Yerel seçimler var ülkede, tarafsız olması gereken Cumhurbaşkanı, AKP adına propaganda şirketi gibi çalışıyor.
Yeri geliyor, “Merkezi yönetimle yerel yönetim el ele vermezse, dayanışma halinde olmazsa o şehre herhangi bir şey gelmez. Hatay’a geldi mi? Şu anda Hatay garip kaldı, mahzun kaldı” diyebiliyor.
Tam iki gün sonra bu tehdidi başka bir parti yapmış gibi anlatabiliyor.
Çılgın bir siyasi gariplik yaşadığımızı ve üzerine daha da fazlasını duyamayacağımızı düşünürken yine bombayı aynı kişi patlattı.
AKP Genel Başkanı ve aynı zamanda cumhurbaşkanlığı da yapan Recep Tayyip Erdoğan, “Asgari ücreti 184 TL’den 17 bin TL’ye çıkarmışız, nereden nereye” dedi.
Hem de tam emeklilerin büyük bir kısmının açlıktan ölmemek için maaşlarına seyyanen zam bekledikleri bir günde.
Artık kimse hiçbir siyasetçiyi izlemiyor ya, propaganda bakanları AKP Genel Başkanı ve aynı zamanda cumhurbaşkanlığı da yapan Recep Tayyip Erdoğan’ı izlenir yapmak için, “Reisimizin çok önemli açıklamaları olacak” dedikodusunu yayıyorlar.
İnsanca yaşam beklentisinde olması gerekirken kafasına yarım poşet çay atılmasına razı hâle getirilmiş kitle ise sadaka müjdesi hayaliyle televizyonlara kitleniveriyor.
Guguştan muhalif kanalları bile AKP Genel Başkanı ve aynı zamanda cumhurbaşkanlığı da yapan Recep Tayyip Erdoğan’ın yapacağı açıklamaya kitleyebiliyor bu propaganda bakanları.
Mezarında huzur içinde uyuduğunu sanmadığım tarihin en ünlü propaganda bakanını bile kıskançlıktan ikiye yarabilecek yetenekteler.
BAŞARISIZLIKLA ÖVÜNMEK
AKP Genel Başkanı ve aynı zamanda cumhurbaşkanlığı da yapan Recep Tayyip Erdoğan zam müjdesi yerine maziden bahsetti. Asgari ücreti, maaşları, sadakaları ne kadar yükselttiklerini falan anlatıp, özetle “O beklediğiniz zammı emeklilere yaparsak dükkanı kapatıp iflasımızı ilan ederiz” dedi.
İşin garibi gururla açıkladığı 184 liradan 17 bin liraya çıkan asgari ücret artışı aslında yüksek enflasyonun, kötü yönetimin itirafı.

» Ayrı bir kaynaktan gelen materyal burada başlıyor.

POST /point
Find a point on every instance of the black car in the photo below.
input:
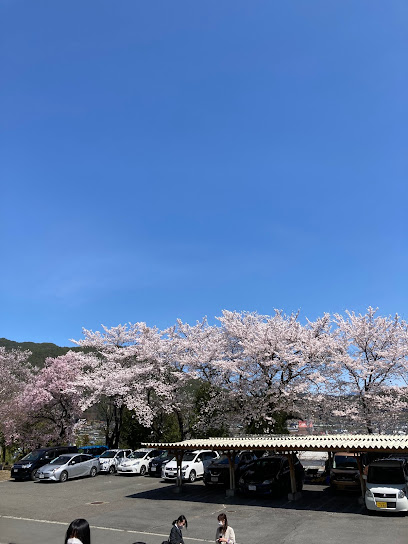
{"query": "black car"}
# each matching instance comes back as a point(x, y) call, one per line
point(218, 472)
point(270, 476)
point(27, 467)
point(156, 464)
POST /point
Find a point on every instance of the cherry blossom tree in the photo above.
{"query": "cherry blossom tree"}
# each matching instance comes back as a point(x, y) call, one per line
point(133, 369)
point(47, 408)
point(272, 364)
point(369, 361)
point(15, 372)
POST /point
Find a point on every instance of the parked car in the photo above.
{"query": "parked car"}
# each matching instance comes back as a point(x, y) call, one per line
point(27, 467)
point(95, 450)
point(137, 462)
point(192, 465)
point(387, 487)
point(110, 459)
point(157, 463)
point(70, 465)
point(344, 472)
point(316, 466)
point(218, 473)
point(270, 476)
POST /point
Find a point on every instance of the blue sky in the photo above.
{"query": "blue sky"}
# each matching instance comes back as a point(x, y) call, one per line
point(164, 160)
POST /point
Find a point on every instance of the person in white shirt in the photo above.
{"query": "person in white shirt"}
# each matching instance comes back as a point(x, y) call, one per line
point(78, 532)
point(224, 533)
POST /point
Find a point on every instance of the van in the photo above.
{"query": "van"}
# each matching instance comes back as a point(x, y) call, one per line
point(344, 472)
point(27, 467)
point(386, 485)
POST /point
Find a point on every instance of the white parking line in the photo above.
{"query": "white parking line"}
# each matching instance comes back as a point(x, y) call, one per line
point(103, 528)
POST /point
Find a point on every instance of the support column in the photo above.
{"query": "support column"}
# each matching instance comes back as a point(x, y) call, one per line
point(362, 481)
point(294, 495)
point(179, 479)
point(231, 461)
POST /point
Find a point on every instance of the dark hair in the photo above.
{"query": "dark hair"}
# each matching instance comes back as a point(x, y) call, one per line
point(223, 517)
point(181, 518)
point(79, 528)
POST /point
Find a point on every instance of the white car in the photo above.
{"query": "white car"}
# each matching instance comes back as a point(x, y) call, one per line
point(387, 485)
point(110, 459)
point(138, 461)
point(192, 465)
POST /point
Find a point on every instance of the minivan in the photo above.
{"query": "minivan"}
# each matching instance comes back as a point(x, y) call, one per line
point(386, 488)
point(27, 467)
point(344, 472)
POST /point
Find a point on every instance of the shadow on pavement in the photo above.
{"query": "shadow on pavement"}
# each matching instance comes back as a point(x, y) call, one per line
point(314, 498)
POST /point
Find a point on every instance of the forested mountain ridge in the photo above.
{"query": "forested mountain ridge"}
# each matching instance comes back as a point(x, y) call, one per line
point(39, 351)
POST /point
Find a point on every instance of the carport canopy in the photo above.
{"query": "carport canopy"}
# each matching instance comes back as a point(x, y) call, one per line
point(288, 445)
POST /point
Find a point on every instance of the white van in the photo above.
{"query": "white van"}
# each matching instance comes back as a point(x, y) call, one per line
point(387, 485)
point(192, 465)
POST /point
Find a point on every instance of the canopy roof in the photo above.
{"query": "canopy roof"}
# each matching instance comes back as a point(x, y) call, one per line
point(343, 442)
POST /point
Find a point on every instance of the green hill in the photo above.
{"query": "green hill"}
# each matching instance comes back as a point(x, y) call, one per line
point(40, 351)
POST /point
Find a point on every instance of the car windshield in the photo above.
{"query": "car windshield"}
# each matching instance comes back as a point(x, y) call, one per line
point(223, 460)
point(345, 461)
point(138, 454)
point(165, 455)
point(32, 456)
point(108, 454)
point(61, 460)
point(189, 456)
point(385, 475)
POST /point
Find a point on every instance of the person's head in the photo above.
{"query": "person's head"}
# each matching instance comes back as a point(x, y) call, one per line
point(181, 521)
point(222, 522)
point(79, 528)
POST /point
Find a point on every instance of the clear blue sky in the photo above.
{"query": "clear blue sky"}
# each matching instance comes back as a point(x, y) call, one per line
point(172, 159)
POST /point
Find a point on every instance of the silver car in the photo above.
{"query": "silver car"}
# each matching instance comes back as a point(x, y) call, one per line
point(69, 465)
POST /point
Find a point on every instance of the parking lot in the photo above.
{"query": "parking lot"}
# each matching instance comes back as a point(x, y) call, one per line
point(126, 509)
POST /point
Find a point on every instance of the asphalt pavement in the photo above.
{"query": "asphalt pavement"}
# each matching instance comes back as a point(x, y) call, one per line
point(126, 509)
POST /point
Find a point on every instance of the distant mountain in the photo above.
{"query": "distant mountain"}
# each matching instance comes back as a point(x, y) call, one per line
point(39, 351)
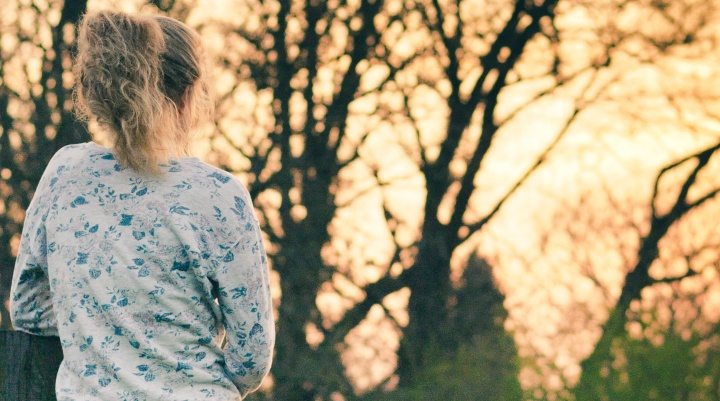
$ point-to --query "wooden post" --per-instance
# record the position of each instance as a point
(28, 366)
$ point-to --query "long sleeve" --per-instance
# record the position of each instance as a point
(31, 307)
(244, 297)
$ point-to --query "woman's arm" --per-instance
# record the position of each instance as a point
(31, 308)
(244, 297)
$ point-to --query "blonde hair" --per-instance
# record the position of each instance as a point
(143, 77)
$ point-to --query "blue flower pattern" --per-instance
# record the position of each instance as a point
(143, 277)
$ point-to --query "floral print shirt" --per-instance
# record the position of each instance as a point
(142, 277)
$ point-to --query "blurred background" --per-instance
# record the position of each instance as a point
(461, 200)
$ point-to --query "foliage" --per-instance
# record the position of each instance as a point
(379, 139)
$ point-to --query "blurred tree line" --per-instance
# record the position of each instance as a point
(365, 131)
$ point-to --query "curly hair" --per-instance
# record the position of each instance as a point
(143, 77)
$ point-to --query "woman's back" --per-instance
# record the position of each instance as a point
(134, 264)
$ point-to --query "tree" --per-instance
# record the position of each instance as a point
(35, 112)
(368, 134)
(351, 94)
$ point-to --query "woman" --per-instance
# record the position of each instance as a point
(139, 259)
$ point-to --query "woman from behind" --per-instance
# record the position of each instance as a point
(140, 258)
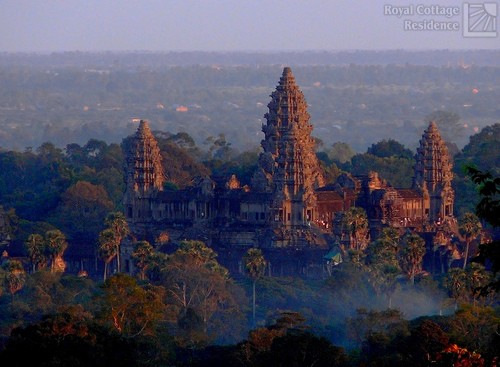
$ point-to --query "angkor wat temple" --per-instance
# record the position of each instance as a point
(289, 210)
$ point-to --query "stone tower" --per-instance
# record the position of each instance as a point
(144, 176)
(289, 168)
(433, 176)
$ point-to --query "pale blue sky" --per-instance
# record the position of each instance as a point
(220, 25)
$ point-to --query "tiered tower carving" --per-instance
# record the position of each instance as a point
(145, 177)
(433, 176)
(289, 168)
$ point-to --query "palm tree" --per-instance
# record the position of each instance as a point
(142, 257)
(411, 255)
(255, 266)
(356, 222)
(15, 277)
(116, 222)
(55, 244)
(469, 227)
(35, 246)
(107, 248)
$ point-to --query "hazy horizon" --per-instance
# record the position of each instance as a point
(243, 26)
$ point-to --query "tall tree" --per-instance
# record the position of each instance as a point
(411, 255)
(132, 310)
(107, 248)
(255, 267)
(117, 223)
(197, 287)
(470, 228)
(383, 263)
(35, 247)
(355, 222)
(142, 254)
(15, 276)
(55, 245)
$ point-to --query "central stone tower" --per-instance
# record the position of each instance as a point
(144, 178)
(289, 168)
(433, 176)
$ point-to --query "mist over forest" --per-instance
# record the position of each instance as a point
(355, 97)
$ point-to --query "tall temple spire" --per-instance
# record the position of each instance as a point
(433, 174)
(289, 164)
(144, 172)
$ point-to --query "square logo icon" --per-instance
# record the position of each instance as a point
(480, 20)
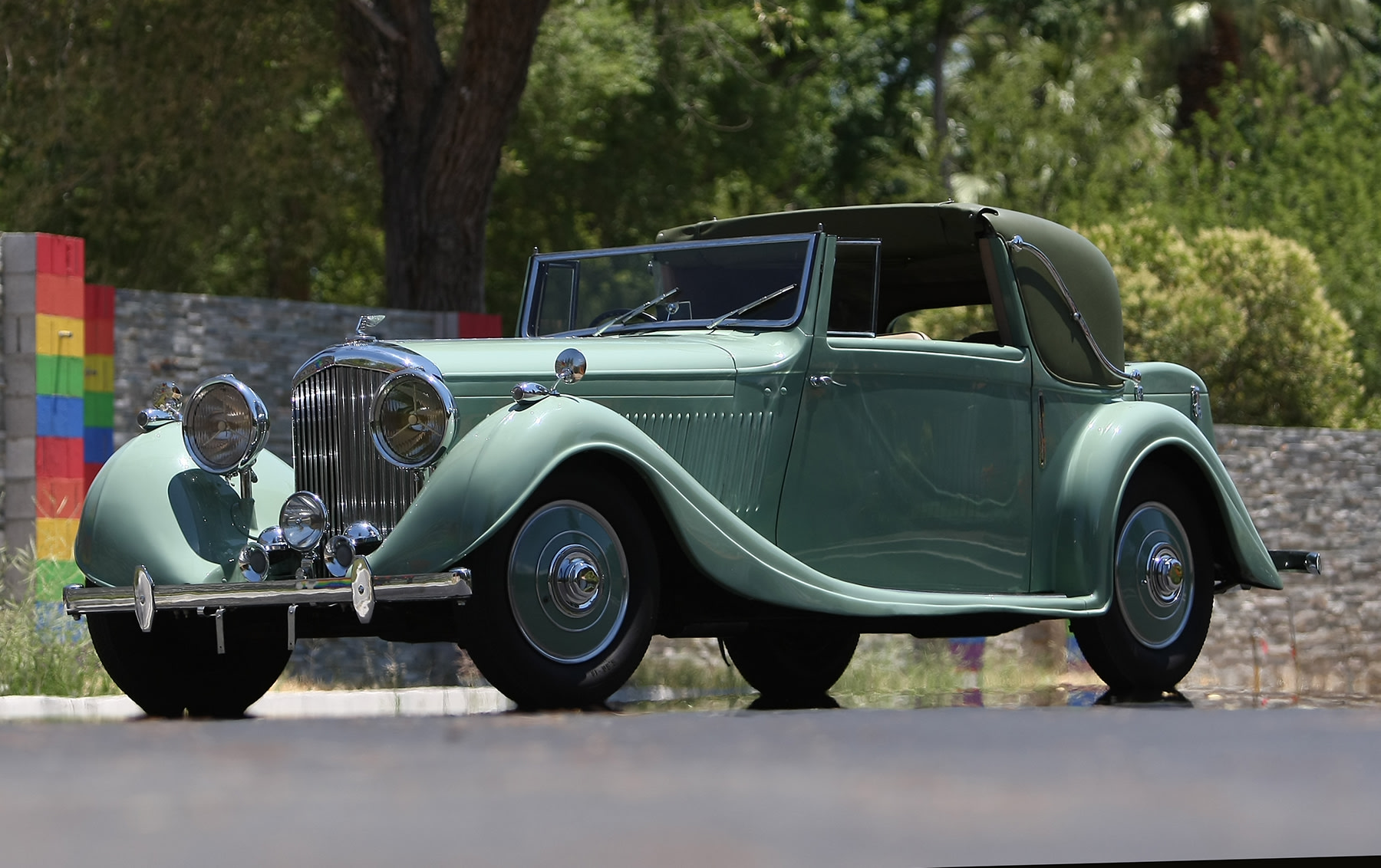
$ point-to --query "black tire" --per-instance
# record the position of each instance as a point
(1155, 626)
(540, 626)
(792, 664)
(176, 667)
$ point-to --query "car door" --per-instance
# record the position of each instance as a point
(911, 459)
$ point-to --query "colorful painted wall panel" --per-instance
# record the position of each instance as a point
(60, 427)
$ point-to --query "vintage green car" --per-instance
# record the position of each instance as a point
(782, 431)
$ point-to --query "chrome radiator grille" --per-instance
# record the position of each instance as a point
(335, 457)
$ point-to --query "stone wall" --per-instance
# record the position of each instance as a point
(1307, 488)
(188, 338)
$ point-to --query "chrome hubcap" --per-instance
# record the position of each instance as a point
(568, 581)
(1155, 581)
(575, 581)
(1165, 574)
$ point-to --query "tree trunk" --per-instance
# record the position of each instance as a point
(437, 133)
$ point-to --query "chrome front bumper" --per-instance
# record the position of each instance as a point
(361, 588)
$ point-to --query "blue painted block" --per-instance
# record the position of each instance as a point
(98, 445)
(60, 416)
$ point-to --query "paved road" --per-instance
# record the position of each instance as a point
(931, 787)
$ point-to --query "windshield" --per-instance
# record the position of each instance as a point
(757, 283)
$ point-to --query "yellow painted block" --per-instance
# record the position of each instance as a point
(100, 374)
(55, 538)
(60, 336)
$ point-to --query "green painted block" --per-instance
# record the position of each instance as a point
(60, 376)
(53, 576)
(98, 410)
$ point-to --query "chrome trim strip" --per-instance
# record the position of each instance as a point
(1134, 376)
(387, 588)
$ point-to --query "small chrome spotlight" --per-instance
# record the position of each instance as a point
(253, 562)
(365, 537)
(274, 540)
(340, 554)
(303, 521)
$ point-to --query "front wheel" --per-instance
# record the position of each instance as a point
(1162, 603)
(565, 597)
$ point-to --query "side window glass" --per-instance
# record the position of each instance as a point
(854, 289)
(557, 297)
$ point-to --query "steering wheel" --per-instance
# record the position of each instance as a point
(615, 312)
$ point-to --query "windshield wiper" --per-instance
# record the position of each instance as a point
(628, 315)
(750, 305)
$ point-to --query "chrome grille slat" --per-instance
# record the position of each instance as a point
(333, 454)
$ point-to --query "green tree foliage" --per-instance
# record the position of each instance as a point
(1244, 310)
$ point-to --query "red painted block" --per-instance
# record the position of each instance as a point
(100, 303)
(481, 326)
(60, 296)
(43, 248)
(60, 497)
(60, 457)
(76, 265)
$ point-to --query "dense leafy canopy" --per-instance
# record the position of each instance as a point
(213, 150)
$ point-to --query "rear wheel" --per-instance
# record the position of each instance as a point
(176, 667)
(565, 597)
(1162, 603)
(792, 663)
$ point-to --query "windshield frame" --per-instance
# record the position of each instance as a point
(535, 275)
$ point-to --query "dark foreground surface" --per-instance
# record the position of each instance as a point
(925, 787)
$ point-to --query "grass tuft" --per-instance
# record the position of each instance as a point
(41, 650)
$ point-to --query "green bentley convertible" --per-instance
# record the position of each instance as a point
(782, 431)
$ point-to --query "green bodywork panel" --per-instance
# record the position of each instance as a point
(151, 505)
(925, 478)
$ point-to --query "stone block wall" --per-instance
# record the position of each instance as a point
(1307, 488)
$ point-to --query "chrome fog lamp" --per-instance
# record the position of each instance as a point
(303, 521)
(412, 419)
(359, 538)
(224, 426)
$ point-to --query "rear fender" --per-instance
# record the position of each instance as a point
(1073, 551)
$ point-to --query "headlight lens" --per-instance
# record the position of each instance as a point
(226, 426)
(412, 419)
(303, 521)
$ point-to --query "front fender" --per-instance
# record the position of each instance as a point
(1073, 548)
(152, 505)
(488, 475)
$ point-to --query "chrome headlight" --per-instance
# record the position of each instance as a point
(224, 426)
(412, 419)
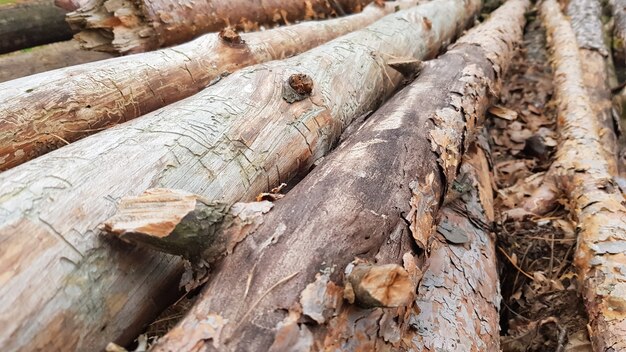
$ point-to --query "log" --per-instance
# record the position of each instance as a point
(618, 11)
(56, 108)
(458, 302)
(25, 24)
(282, 285)
(130, 27)
(582, 171)
(45, 58)
(228, 143)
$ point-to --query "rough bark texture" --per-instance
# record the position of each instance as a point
(618, 10)
(127, 27)
(47, 111)
(45, 58)
(458, 299)
(24, 24)
(281, 287)
(586, 20)
(582, 171)
(233, 140)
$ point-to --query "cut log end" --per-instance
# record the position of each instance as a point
(372, 286)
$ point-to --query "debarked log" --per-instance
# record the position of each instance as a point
(49, 110)
(284, 284)
(228, 143)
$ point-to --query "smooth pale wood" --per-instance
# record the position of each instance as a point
(581, 170)
(45, 58)
(228, 143)
(127, 27)
(24, 24)
(52, 109)
(382, 183)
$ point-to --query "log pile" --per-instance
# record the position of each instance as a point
(314, 175)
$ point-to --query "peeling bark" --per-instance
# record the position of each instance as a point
(228, 143)
(47, 111)
(24, 24)
(458, 303)
(127, 27)
(44, 58)
(582, 171)
(373, 196)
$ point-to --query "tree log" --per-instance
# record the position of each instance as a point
(50, 110)
(231, 141)
(582, 171)
(25, 24)
(459, 297)
(282, 284)
(127, 27)
(44, 58)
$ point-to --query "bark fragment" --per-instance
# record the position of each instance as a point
(228, 143)
(25, 24)
(582, 171)
(47, 111)
(354, 205)
(124, 26)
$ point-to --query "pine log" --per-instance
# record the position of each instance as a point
(53, 109)
(125, 26)
(44, 58)
(618, 11)
(582, 171)
(25, 24)
(458, 302)
(282, 285)
(228, 143)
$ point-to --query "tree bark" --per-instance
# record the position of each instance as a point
(459, 297)
(56, 108)
(24, 24)
(282, 285)
(231, 141)
(618, 10)
(582, 172)
(44, 58)
(127, 27)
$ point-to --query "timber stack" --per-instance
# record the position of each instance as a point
(316, 175)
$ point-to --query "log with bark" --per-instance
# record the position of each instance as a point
(282, 285)
(231, 141)
(50, 110)
(25, 24)
(582, 171)
(44, 58)
(129, 27)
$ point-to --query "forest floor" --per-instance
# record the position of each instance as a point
(542, 309)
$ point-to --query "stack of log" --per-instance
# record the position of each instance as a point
(131, 181)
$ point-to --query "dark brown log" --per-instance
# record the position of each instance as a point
(582, 171)
(25, 24)
(45, 58)
(50, 110)
(228, 143)
(282, 284)
(127, 27)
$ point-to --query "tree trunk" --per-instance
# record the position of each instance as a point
(282, 285)
(60, 107)
(41, 59)
(586, 19)
(459, 297)
(582, 171)
(231, 141)
(24, 24)
(618, 10)
(127, 27)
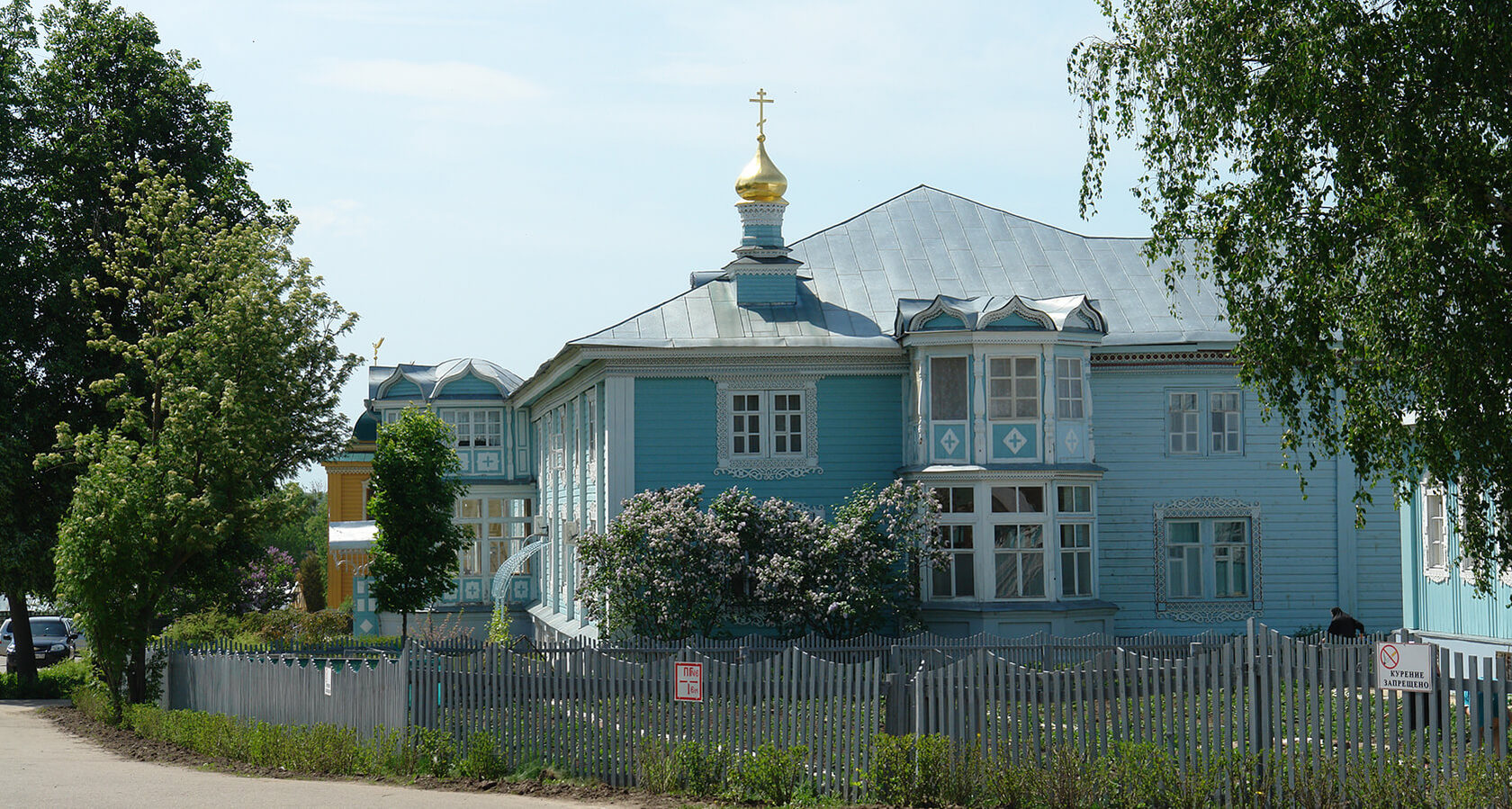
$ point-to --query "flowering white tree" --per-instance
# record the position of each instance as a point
(669, 569)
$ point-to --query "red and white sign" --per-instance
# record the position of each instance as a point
(689, 681)
(1405, 666)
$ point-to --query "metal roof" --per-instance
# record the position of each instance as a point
(433, 378)
(924, 244)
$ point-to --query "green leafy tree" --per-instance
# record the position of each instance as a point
(311, 581)
(1343, 173)
(415, 490)
(84, 89)
(230, 382)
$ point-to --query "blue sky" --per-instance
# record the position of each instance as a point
(496, 179)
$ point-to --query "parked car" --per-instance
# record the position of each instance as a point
(51, 640)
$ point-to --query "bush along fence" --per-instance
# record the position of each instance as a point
(1294, 713)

Sağlam ekonomilerde asgari ücret zırt pırt artmaz. Çalışanların maaşları kademeli olarak artar. Çalışanların anca yüzde 3’ü, 5’i asgari ücret alır. Şu anda Türkiye’de maaşla çalışanların neredeyse yüzde 80’i asgari ücret ya da birkaç bin lira fazlasına çalışıyor. Ekonomimizin kuburun en dibinde olduğunun göstergesi tam olarak da bu durumdur.
Ülkenin yüzde 80’i sürünüyor, yüzde 10’u idare ediyor, geri kalan 10 da kafelerdeki, restoranlardaki kalabalığı oluşturuyor. Koca bir nüfusa sahip olan ülkemizin eğlence koltuk kapasitesi o kadar zaten!
Son olarak acı gerçeği de açıklayayım…
Asgari ücret 184 lirayken 7 çeyrek altın alabiliyordu asgari ücretli. Bugün 17 bin lira ile ancak 5 çeyrek alabiliyor.
Başarısızlığı bile başarı gibi göstermeye çalışan alkışlandığı sürece kasımda, aralıkta 3 çeyreği zor görür asgari ücretli!